Garland Pledges to be ‘Lawyer for the People’
WASHINGTON — Merrick Garland brought his middle-of-the-road opinions of justice to a Senate hearing Monday to help lawmakers decide whether to confirm him as the next U.S. attorney general.
Garland is a federal judge who also is President Joe Biden’s nominee to lead the U.S. Department of Justice.
The bipartisan support he has won for his centrist rulings and even temperament is expected to help him gain confirmation by the Senate next month.
From the first, many of the senators left no doubt they wanted Garland to be a reformer who avoids what they described as the partisan politics of the Trump administration’s Justice Department.
“The misdeeds of the Trump administration brought this department to its knees,” said Sen. Dick Durbin, D-Ill., who chairs the Senate Judiciary Committee.
He described the Justice Department of the past four years as being used by the president to protect his friends and family from prosecution and target his political enemies.
He mentioned as an example former President Donald Trump’s failed effort to use the Justice Department to overturn the presidential election won by Biden, possibly including prosecutions of officials who would try to block the effort.
“The public’s trust in the Department of Justice has been shaken,” Durbin said.
Garland comes to the job first as a prosecutor for the Justice Department and later as a judge for the past 24 years.
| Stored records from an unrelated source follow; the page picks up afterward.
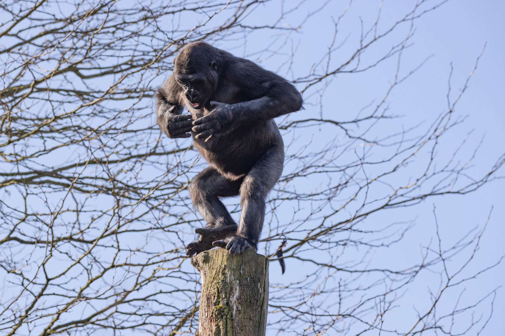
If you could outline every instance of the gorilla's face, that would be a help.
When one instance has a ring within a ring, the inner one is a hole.
[[[212,61],[210,64],[205,64],[207,62],[192,64],[196,62],[177,60],[179,60],[175,63],[175,78],[184,90],[186,100],[193,108],[203,108],[217,87],[217,61]]]

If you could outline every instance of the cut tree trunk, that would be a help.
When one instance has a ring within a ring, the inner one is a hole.
[[[201,275],[195,336],[264,336],[268,304],[268,259],[246,248],[232,255],[224,248],[191,259]]]

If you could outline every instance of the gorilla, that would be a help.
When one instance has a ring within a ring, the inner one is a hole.
[[[198,42],[184,46],[156,94],[156,122],[169,138],[192,136],[209,166],[189,187],[207,223],[186,255],[225,248],[257,250],[265,198],[284,164],[284,144],[273,119],[302,108],[293,85],[247,59]],[[184,106],[190,114],[183,114]],[[190,134],[189,132],[191,132]],[[240,195],[237,224],[221,197]]]

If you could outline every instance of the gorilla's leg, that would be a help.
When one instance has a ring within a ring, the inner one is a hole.
[[[214,242],[214,246],[235,255],[246,247],[256,250],[265,219],[265,199],[282,173],[284,157],[281,143],[267,151],[245,175],[240,186],[242,214],[237,233]]]
[[[213,248],[212,242],[234,235],[237,224],[230,216],[219,197],[239,194],[241,179],[229,181],[214,168],[209,167],[200,172],[189,185],[189,194],[193,205],[207,222],[207,228],[195,229],[200,235],[198,239],[186,246],[186,254],[195,253]]]

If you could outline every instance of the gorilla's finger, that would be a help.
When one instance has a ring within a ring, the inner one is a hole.
[[[213,119],[214,119],[214,116],[212,115],[212,111],[211,111],[211,113],[209,113],[209,114],[207,114],[205,117],[198,118],[195,120],[193,120],[193,124],[195,125],[199,125],[200,124],[204,123],[204,122],[207,122],[207,121],[212,120]]]
[[[212,131],[211,129],[208,129],[207,130],[204,130],[201,133],[197,135],[195,137],[195,138],[196,138],[198,140],[205,139],[205,138],[207,138],[208,137],[212,135]]]
[[[191,127],[193,126],[192,120],[184,120],[184,121],[176,121],[176,125],[177,127]]]
[[[184,120],[187,120],[188,119],[191,119],[191,115],[178,114],[177,115],[174,115],[173,117],[174,121],[184,121]]]
[[[189,133],[180,133],[174,136],[174,138],[189,138],[190,137],[191,137],[191,135]]]
[[[201,124],[201,125],[198,125],[197,126],[193,126],[191,129],[193,130],[193,132],[196,132],[197,133],[201,133],[206,129],[209,129],[211,127],[212,125],[210,122],[206,122],[205,123]]]
[[[222,247],[224,248],[226,246],[226,242],[224,241],[224,239],[222,240],[216,240],[212,243],[213,246],[216,246],[217,247]]]
[[[180,133],[187,133],[188,132],[190,132],[191,130],[192,130],[192,128],[190,126],[181,128],[178,131]]]

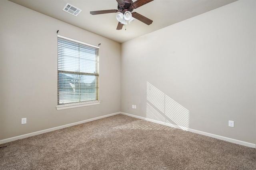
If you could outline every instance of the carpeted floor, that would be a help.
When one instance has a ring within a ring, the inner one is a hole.
[[[1,170],[256,170],[256,150],[122,115],[4,144]]]

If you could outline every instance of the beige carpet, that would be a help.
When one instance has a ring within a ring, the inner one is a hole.
[[[1,170],[256,170],[256,150],[118,115],[0,146]]]

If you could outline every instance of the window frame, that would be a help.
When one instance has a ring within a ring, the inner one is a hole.
[[[59,47],[59,45],[58,42],[58,40],[59,38],[68,41],[72,42],[73,42],[77,44],[80,44],[82,45],[86,45],[89,47],[92,47],[92,48],[98,49],[98,63],[97,63],[97,64],[98,64],[98,74],[98,74],[97,75],[98,88],[97,88],[97,99],[98,100],[91,101],[82,101],[82,102],[76,102],[76,103],[70,103],[60,104],[59,103],[59,99],[58,99],[58,100],[57,100],[57,106],[56,107],[56,108],[57,110],[62,110],[62,109],[70,109],[72,108],[82,107],[84,107],[84,106],[90,106],[90,105],[99,104],[100,103],[100,98],[99,98],[99,97],[99,97],[99,91],[100,91],[100,90],[99,90],[100,89],[100,87],[99,87],[100,86],[100,85],[99,85],[100,75],[99,75],[100,74],[99,74],[99,48],[100,48],[98,46],[93,45],[92,44],[90,44],[88,43],[84,43],[84,42],[81,42],[80,41],[76,40],[74,40],[72,38],[64,37],[64,36],[62,36],[58,35],[57,36],[57,47],[58,48]],[[58,61],[57,62],[57,74],[57,74],[57,77],[58,77],[57,97],[58,97],[58,99],[59,95],[59,85],[58,85],[58,83],[59,83],[58,74],[59,74],[59,73],[60,72],[61,72],[61,71],[59,71],[59,68],[58,66],[58,63],[59,63],[58,49],[58,51],[57,51],[57,52],[58,52],[58,54],[57,55],[57,57],[58,57],[58,59],[57,60],[57,61]],[[84,75],[84,73],[83,73],[80,74]],[[88,75],[89,75],[90,74],[88,74]]]

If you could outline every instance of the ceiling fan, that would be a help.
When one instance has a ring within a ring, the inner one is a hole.
[[[147,25],[152,24],[153,21],[147,18],[140,14],[136,12],[132,13],[133,10],[150,2],[154,0],[137,0],[133,2],[132,0],[116,0],[118,3],[118,10],[102,10],[100,11],[91,11],[90,12],[92,15],[98,15],[100,14],[121,12],[120,15],[117,15],[116,18],[118,21],[116,30],[122,30],[124,24],[127,24],[127,21],[122,21],[124,18],[129,22],[132,21],[132,17],[136,18]],[[134,18],[133,18],[134,19]]]

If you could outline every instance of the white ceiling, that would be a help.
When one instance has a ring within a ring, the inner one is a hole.
[[[61,21],[122,43],[238,0],[154,0],[134,10],[153,21],[148,26],[135,20],[125,30],[116,30],[118,21],[110,13],[92,11],[117,9],[116,0],[9,0]],[[135,2],[135,0],[134,1]],[[82,11],[76,17],[62,11],[68,3]]]

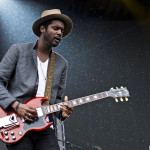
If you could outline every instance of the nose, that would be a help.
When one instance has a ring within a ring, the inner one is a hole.
[[[63,32],[62,32],[62,30],[61,30],[61,29],[57,30],[57,35],[59,35],[60,37],[62,37],[62,36],[63,36]]]

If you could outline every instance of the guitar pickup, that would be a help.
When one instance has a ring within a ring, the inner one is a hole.
[[[0,118],[0,128],[10,128],[19,125],[16,114]]]

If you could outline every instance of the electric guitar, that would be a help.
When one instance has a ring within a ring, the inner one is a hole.
[[[6,111],[0,107],[0,139],[4,143],[11,144],[21,140],[28,131],[41,131],[48,128],[52,122],[47,122],[46,116],[50,113],[60,111],[60,105],[62,104],[68,104],[75,107],[106,97],[113,97],[116,102],[119,102],[117,98],[120,98],[120,101],[124,101],[123,98],[125,98],[125,101],[128,101],[129,96],[129,91],[126,87],[116,89],[111,88],[109,91],[47,106],[42,106],[42,103],[46,101],[47,98],[35,97],[25,103],[37,110],[37,116],[33,118],[32,122],[24,120],[15,111],[6,113]]]

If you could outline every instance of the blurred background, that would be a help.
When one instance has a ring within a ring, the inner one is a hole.
[[[149,150],[150,1],[0,0],[0,60],[12,44],[36,41],[33,22],[55,8],[74,24],[53,49],[69,62],[65,95],[130,92],[128,102],[110,97],[75,107],[64,122],[66,149]]]

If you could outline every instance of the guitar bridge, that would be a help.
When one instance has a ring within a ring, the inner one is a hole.
[[[0,118],[0,129],[1,128],[10,129],[18,125],[19,122],[17,121],[16,114],[14,113],[9,116]]]

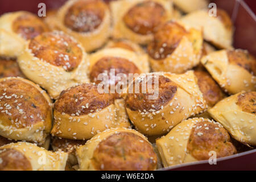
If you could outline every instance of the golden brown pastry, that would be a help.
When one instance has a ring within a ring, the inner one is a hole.
[[[157,157],[147,138],[132,129],[106,130],[76,149],[80,170],[156,169]]]
[[[57,28],[79,40],[86,51],[100,48],[110,34],[109,7],[101,0],[69,0],[53,21]]]
[[[152,87],[143,89],[146,82],[151,82]],[[193,71],[182,75],[151,73],[136,78],[132,84],[133,92],[125,98],[127,113],[136,128],[148,135],[164,134],[207,109]]]
[[[0,55],[2,57],[16,57],[24,48],[24,40],[22,38],[14,36],[2,28],[0,28]]]
[[[164,0],[121,0],[110,2],[114,39],[146,44],[160,24],[172,18],[172,2]]]
[[[54,105],[51,134],[85,140],[107,129],[129,127],[117,101],[113,94],[100,93],[97,85],[93,84],[79,85],[62,92]]]
[[[200,31],[170,21],[154,36],[147,47],[154,71],[182,73],[199,63],[203,44]]]
[[[207,8],[209,0],[174,0],[174,4],[183,11],[188,13]]]
[[[0,135],[43,143],[52,126],[52,103],[45,91],[18,77],[0,79]]]
[[[62,151],[68,154],[67,165],[71,168],[78,164],[76,156],[76,148],[85,143],[85,140],[72,140],[53,137],[51,146],[53,151]],[[69,170],[70,171],[70,170]]]
[[[7,138],[0,135],[0,147],[3,146],[6,144],[9,144],[10,143],[16,143],[20,141],[18,141],[16,140],[11,139],[10,138]],[[25,140],[22,142],[26,142]],[[43,144],[38,144],[36,143],[34,143],[33,142],[30,142],[30,143],[36,144],[39,147],[43,147],[46,150],[49,150],[49,147],[51,142],[51,136],[49,135],[47,136],[46,138],[46,140],[44,143]]]
[[[147,56],[138,55],[127,49],[106,48],[90,56],[90,81],[98,84],[108,84],[109,93],[114,93],[117,98],[120,97],[123,88],[128,84],[129,73],[138,76],[149,71]],[[126,80],[123,80],[125,76]]]
[[[24,78],[16,59],[0,56],[0,78],[20,77]]]
[[[208,111],[236,140],[256,145],[256,92],[227,97]]]
[[[64,171],[68,154],[26,142],[0,147],[0,171]]]
[[[86,53],[79,43],[62,32],[35,37],[26,44],[18,61],[26,77],[53,98],[70,86],[88,81]]]
[[[121,48],[134,52],[138,54],[145,53],[145,51],[141,46],[133,42],[126,39],[110,40],[108,42],[105,48]]]
[[[217,9],[216,16],[210,16],[209,10],[200,10],[191,13],[180,20],[186,25],[204,32],[204,40],[220,48],[232,47],[233,28],[228,14]]]
[[[1,46],[0,55],[7,56],[18,56],[27,40],[48,31],[46,24],[36,15],[23,11],[1,16],[0,29],[1,44],[5,45]]]
[[[247,51],[215,51],[204,56],[201,63],[225,92],[256,90],[256,60]]]
[[[46,16],[44,17],[44,21],[51,31],[59,30],[56,25],[56,16],[58,10],[58,9],[53,9],[46,11]]]
[[[223,126],[212,120],[195,118],[183,121],[166,136],[156,140],[164,167],[208,160],[209,152],[217,158],[237,153]]]
[[[207,71],[196,69],[194,73],[197,78],[199,89],[208,107],[213,107],[224,98],[225,94],[221,88]]]

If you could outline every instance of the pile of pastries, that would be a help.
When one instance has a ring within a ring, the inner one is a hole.
[[[208,3],[69,0],[45,18],[2,15],[0,170],[155,170],[252,149],[256,60]],[[100,92],[112,69],[137,74],[133,91],[157,81],[158,95]]]

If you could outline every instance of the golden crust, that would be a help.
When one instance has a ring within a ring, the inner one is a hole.
[[[147,77],[147,79],[150,76]],[[155,88],[155,80],[156,77],[152,78],[152,87]],[[168,78],[160,75],[158,79],[158,93],[159,96],[155,100],[151,100],[149,96],[152,96],[151,91],[148,88],[146,93],[135,93],[135,84],[133,82],[133,93],[128,93],[126,97],[126,107],[133,111],[150,111],[151,110],[157,111],[161,107],[165,106],[170,102],[177,92],[177,85],[172,82]],[[139,90],[142,90],[142,82],[140,82]]]
[[[76,1],[67,11],[64,23],[76,32],[92,32],[102,23],[106,9],[106,5],[100,0]]]
[[[223,127],[218,127],[217,124],[209,121],[195,124],[187,148],[187,152],[198,160],[208,159],[209,152],[211,151],[216,152],[217,158],[237,153],[228,131]]]
[[[150,78],[146,79],[146,77]],[[167,81],[171,81],[162,84],[163,90],[166,89],[168,94],[161,94],[161,92],[158,93],[155,91],[148,95],[148,98],[142,97],[141,101],[138,101],[141,98],[134,97],[133,93],[128,93],[128,95],[130,94],[129,97],[126,96],[126,101],[128,101],[129,105],[134,103],[136,105],[131,106],[126,104],[126,109],[131,122],[140,132],[148,135],[164,134],[182,120],[202,113],[207,109],[205,101],[197,85],[196,78],[192,71],[183,75],[155,72],[138,77],[135,78],[135,81],[141,80],[142,82],[147,82],[147,80],[152,79],[153,77],[155,77],[154,79],[163,77],[167,78],[166,78]],[[162,93],[164,93],[165,92]],[[155,97],[157,97],[156,99]],[[147,102],[145,99],[148,101],[153,100]],[[158,104],[154,103],[158,101]],[[150,105],[147,104],[144,106],[147,103],[149,103]],[[155,104],[157,108],[152,109]],[[138,106],[142,108],[137,108]],[[133,107],[136,108],[136,110],[130,109]]]
[[[0,170],[64,171],[67,158],[63,152],[52,152],[26,142],[12,143],[0,147]]]
[[[100,7],[101,10],[98,11],[96,7]],[[85,19],[85,16],[90,18]],[[75,18],[72,19],[72,17]],[[100,0],[68,1],[52,20],[54,27],[79,40],[86,51],[100,48],[110,34],[109,10]]]
[[[27,11],[6,13],[0,17],[0,55],[16,57],[23,51],[27,40],[48,31],[47,26]]]
[[[172,18],[171,1],[122,0],[111,2],[110,6],[113,17],[112,36],[141,44],[151,41],[152,32]]]
[[[48,95],[21,78],[3,78],[0,85],[0,134],[13,139],[44,142],[52,125]]]
[[[98,76],[105,72],[108,73],[110,77],[111,69],[115,69],[115,76],[118,73],[123,73],[127,76],[129,73],[141,73],[136,65],[129,60],[118,57],[103,57],[92,67],[90,73],[90,81],[100,83],[100,80],[97,80]],[[114,80],[115,84],[118,82],[117,80]]]
[[[105,48],[121,48],[133,51],[138,54],[144,54],[145,51],[138,44],[126,39],[117,39],[110,40]]]
[[[23,51],[24,40],[15,36],[14,33],[8,32],[1,27],[0,40],[1,40],[1,46],[0,46],[1,56],[16,58]]]
[[[32,171],[28,159],[22,152],[14,149],[0,150],[0,158],[2,159],[0,171]]]
[[[53,137],[51,146],[53,151],[61,151],[68,154],[66,168],[68,171],[75,170],[72,166],[78,164],[77,159],[76,156],[76,148],[85,143],[85,140],[72,140],[64,138]],[[65,171],[67,171],[65,169]]]
[[[26,40],[32,39],[48,30],[47,25],[35,15],[24,13],[13,22],[13,30]]]
[[[96,85],[84,84],[63,91],[54,109],[71,115],[82,115],[94,113],[113,103],[113,94],[100,93]]]
[[[136,77],[139,73],[149,71],[147,55],[138,54],[127,49],[105,48],[90,56],[89,75],[90,81],[105,85],[108,84],[110,92],[115,93],[117,98],[120,97],[124,87],[126,88],[126,85],[123,85],[126,80],[129,81],[129,73],[133,73],[133,76]],[[115,77],[110,76],[113,73]],[[98,79],[98,76],[100,76],[100,79]],[[126,76],[126,80],[123,79],[125,76]],[[115,86],[113,86],[114,84]]]
[[[187,26],[201,30],[204,39],[221,48],[232,47],[233,28],[229,15],[217,10],[216,16],[209,16],[207,9],[192,12],[180,19]]]
[[[74,93],[75,93],[74,95]],[[92,84],[64,91],[55,104],[52,135],[85,140],[105,129],[130,127],[124,103],[111,94],[100,93]]]
[[[0,78],[7,77],[25,77],[15,59],[0,56]]]
[[[194,73],[197,78],[199,89],[208,106],[212,107],[224,98],[220,87],[207,71],[196,70]]]
[[[212,150],[217,157],[236,153],[223,126],[203,118],[183,121],[156,143],[164,167],[209,159]]]
[[[30,42],[28,48],[34,56],[53,65],[61,67],[68,72],[78,67],[82,56],[82,49],[76,42],[56,31],[35,37]]]
[[[133,133],[114,134],[101,141],[98,146],[92,159],[97,170],[147,171],[156,168],[154,160],[156,161],[156,155],[153,147]]]
[[[203,56],[201,63],[225,92],[254,91],[256,77],[248,70],[253,72],[255,60],[246,55],[239,49],[217,51]]]
[[[246,92],[237,96],[237,105],[242,110],[251,114],[256,114],[256,92]]]
[[[4,146],[5,144],[13,142],[14,142],[13,140],[9,139],[5,137],[0,136],[0,147]]]
[[[154,71],[184,73],[199,63],[202,44],[200,31],[168,22],[154,34],[148,46],[151,68]]]
[[[62,90],[89,81],[86,73],[89,61],[80,44],[71,36],[59,31],[46,35],[49,35],[47,40],[52,38],[46,43],[37,42],[37,48],[31,48],[34,51],[30,48],[31,44],[28,42],[18,56],[18,62],[27,78],[46,89],[50,96],[56,99]],[[43,36],[32,41],[40,38]],[[63,38],[68,41],[64,41]],[[71,49],[72,52],[67,52]]]
[[[129,9],[123,16],[123,21],[133,32],[147,35],[155,32],[165,22],[166,16],[166,12],[160,4],[142,1]]]
[[[255,99],[255,92],[242,92],[224,98],[208,112],[237,140],[256,145]]]
[[[228,50],[226,53],[229,63],[241,67],[256,76],[256,59],[248,51],[242,49]]]
[[[203,8],[207,8],[209,4],[209,1],[174,0],[174,4],[183,11],[188,13]]]
[[[142,134],[131,129],[107,130],[77,148],[80,170],[154,170],[157,157]]]

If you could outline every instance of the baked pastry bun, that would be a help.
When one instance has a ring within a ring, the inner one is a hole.
[[[110,34],[110,11],[101,0],[69,0],[53,21],[57,29],[79,40],[86,51],[103,46]]]
[[[8,77],[24,78],[25,76],[20,71],[15,58],[0,55],[0,78]]]
[[[144,54],[145,51],[138,44],[126,39],[109,40],[105,48],[120,48],[134,52],[138,54]]]
[[[76,149],[80,170],[147,171],[156,169],[151,143],[132,129],[105,130]]]
[[[1,17],[0,17],[1,18]],[[0,28],[0,55],[6,57],[16,57],[24,48],[24,40],[19,36]],[[5,45],[3,46],[2,45]]]
[[[228,14],[223,10],[217,9],[217,16],[210,16],[209,10],[191,13],[180,19],[187,26],[201,30],[204,40],[220,48],[232,47],[233,28]]]
[[[123,86],[128,84],[129,73],[139,76],[149,71],[147,56],[138,55],[127,49],[106,48],[90,56],[90,81],[104,84],[102,86],[108,85],[109,93],[114,93],[117,97],[122,93]],[[123,82],[123,78],[126,78],[127,82]]]
[[[0,135],[43,143],[52,127],[52,102],[32,82],[19,77],[0,79]]]
[[[16,142],[24,142],[26,141],[24,140],[20,140],[18,141],[17,140],[14,140],[11,139],[10,138],[7,138],[3,136],[2,136],[0,135],[0,147],[3,146],[6,144],[11,143],[16,143]],[[38,147],[43,147],[45,148],[46,150],[49,150],[49,147],[50,145],[51,142],[51,136],[49,135],[47,136],[46,138],[46,140],[43,143],[34,143],[33,142],[30,142],[29,143],[32,143],[34,144],[36,144]]]
[[[79,43],[63,32],[35,37],[26,44],[18,61],[26,76],[55,99],[62,90],[88,82],[86,53]]]
[[[147,135],[164,134],[207,109],[193,71],[151,73],[136,78],[132,86],[125,97],[126,111],[136,129]]]
[[[100,93],[97,85],[70,88],[63,91],[55,103],[51,134],[85,140],[109,128],[129,127],[127,117],[119,112],[119,104],[113,94]]]
[[[197,78],[199,89],[208,107],[212,107],[224,98],[225,94],[220,86],[207,71],[196,69],[194,73]]]
[[[210,151],[215,152],[218,158],[237,153],[223,126],[203,118],[183,121],[157,139],[156,146],[164,167],[208,160]]]
[[[146,44],[160,25],[172,18],[172,2],[165,0],[121,0],[111,2],[112,36]]]
[[[27,40],[48,30],[46,24],[31,13],[20,11],[6,13],[0,16],[1,44],[5,45],[1,46],[0,54],[18,56]]]
[[[200,62],[201,32],[187,29],[177,22],[166,23],[154,35],[147,47],[153,71],[182,73]]]
[[[44,22],[47,24],[50,31],[60,30],[57,26],[57,14],[58,9],[51,9],[46,11],[46,16],[44,18]]]
[[[68,154],[26,142],[0,147],[0,171],[64,171]]]
[[[208,0],[174,0],[174,4],[185,13],[207,8]]]
[[[68,154],[67,165],[74,166],[78,164],[77,158],[76,156],[76,148],[81,145],[85,144],[86,141],[72,140],[65,138],[53,137],[51,146],[53,151],[61,151]]]
[[[256,92],[242,92],[208,110],[236,140],[256,146]]]
[[[204,56],[201,63],[225,92],[256,90],[256,60],[247,51],[217,51]]]

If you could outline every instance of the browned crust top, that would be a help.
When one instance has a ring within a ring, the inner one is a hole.
[[[73,116],[88,114],[114,103],[114,96],[100,93],[97,85],[84,84],[63,91],[55,102],[54,109]]]
[[[25,76],[19,69],[15,59],[0,56],[0,78]]]
[[[13,148],[0,150],[0,171],[32,171],[28,159]]]
[[[154,40],[148,44],[148,55],[155,60],[170,56],[183,36],[187,34],[185,29],[179,24],[172,21],[166,23],[155,33]]]
[[[30,13],[23,13],[17,17],[13,23],[13,30],[26,40],[48,31],[46,24]]]
[[[199,160],[209,159],[209,152],[211,151],[216,152],[217,158],[237,153],[226,130],[218,124],[209,121],[195,124],[189,136],[187,150]]]
[[[49,119],[51,107],[32,85],[15,78],[0,82],[0,118],[13,128],[32,127]]]
[[[163,23],[166,13],[163,6],[155,2],[144,1],[131,7],[123,18],[123,22],[133,31],[141,35],[151,34]]]
[[[76,68],[82,58],[82,51],[77,42],[61,32],[45,32],[32,39],[29,48],[35,56],[61,67],[69,72]]]
[[[68,10],[64,23],[73,31],[92,32],[101,24],[108,9],[101,0],[80,0]]]
[[[207,71],[197,70],[194,73],[197,78],[199,89],[209,106],[213,106],[224,98],[224,94],[220,86]]]
[[[256,114],[256,92],[239,94],[236,104],[242,108],[243,111]]]
[[[236,64],[256,76],[256,59],[247,51],[242,49],[227,51],[229,63]]]
[[[169,78],[160,75],[158,77],[158,97],[156,99],[150,99],[149,96],[154,95],[155,79],[158,79],[158,77],[147,76],[147,78],[144,79],[146,79],[146,82],[147,81],[149,81],[149,82],[152,82],[152,88],[150,89],[147,86],[146,92],[143,93],[142,81],[141,81],[139,93],[137,93],[136,81],[139,80],[135,80],[135,82],[133,82],[133,93],[128,93],[126,98],[126,107],[131,110],[154,111],[159,110],[162,106],[167,104],[172,99],[177,92],[176,84]]]
[[[135,134],[121,132],[101,141],[92,163],[99,170],[154,170],[156,155],[152,146]]]

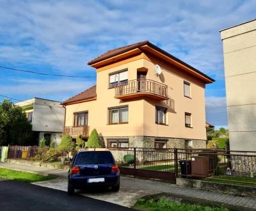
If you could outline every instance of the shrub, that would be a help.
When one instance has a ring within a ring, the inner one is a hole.
[[[40,141],[40,146],[46,146],[46,139],[44,137],[42,137]]]
[[[134,163],[134,157],[132,155],[125,155],[124,156],[124,160],[128,164]]]
[[[76,138],[76,144],[78,146],[78,148],[84,148],[85,146],[85,142],[84,140],[82,139],[81,136],[79,136]]]
[[[59,155],[60,153],[56,149],[51,148],[44,155],[42,160],[44,162],[53,162],[58,160]]]
[[[87,147],[102,148],[100,137],[96,129],[93,129],[92,131],[87,142]]]
[[[58,146],[58,150],[61,152],[71,152],[74,148],[75,148],[75,145],[70,136],[63,136],[61,137],[61,142]]]
[[[55,143],[53,141],[52,141],[52,142],[50,144],[50,148],[55,148],[55,146],[56,146]]]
He is currently a judge for the U.S. Court of Appeals for the District of Columbia Circuit.
His reputation, which propelled him into a judgeship, came from his high-profile prosecutions of domestic terrorism cases.
One of them was the 1995 Oklahoma City bombing of a federal building that killed 168 people. It was the worst case of domestic terrorism in U.S. history.
Garland chose and supervised the team of prosecutors, eventually leading to the execution by lethal injection of Timothy McVeigh at a federal prison in Terre Haute, Ind., in 2001. He later called the case one of the most important things he has done in his career.
He also prosecuted Unabomber Theodore J. Kaczynski and Eric Rudolph, who was convicted of setting a pipe bomb at the 1996 Summer Olympics in Atlanta.
As a judge, Garland has ruled in favor of government transparency in First Amendment rights cases. He also helped to strike down a District of Columbia ban on handguns and upheld a prohibition on campaign contributions from federal contractors.
During the hearing Monday, he called domestic terrorism one of the greatest threats faced by the United States now.
“It’s quite clear this kind of hateful activity has to stop,” Garland said.
He made the statement less than two months after insurrectionists invaded the U.S. Capitol building in a violent show of support for Trump. Several senators asked Garland what he believes should be done to the white extremists who led the riot.
“Any attack on a federal building violates the statutes and will be prosecuted,” Garland said.
He said he would make investigating the insurrection and prosecuting the rioters a top priority. He called the incident a “heinous attack” on democracy.
The headline-generating nature of the attorney general’s job prompted Sen. Ted Cruz, R-Texas, to ask Garland whether he could “stand up to inevitable political pressure.”
He responded, “I do not regard myself as anything other than the lawyer for the people of the United States. I am not the president’s lawyer.”
The relatively painless reception the Senate Judiciary Committee gave Garland was far different from how the Senate greeted then-President Barack Obama’s nomination of him to the Supreme Court.
Senate Republicans refused to give Garland a hearing, meaning the nomination expired after almost 10 months. They said they wanted someone more conservative on the Supreme Court, which they received with the appointment of Neil Gorsuch.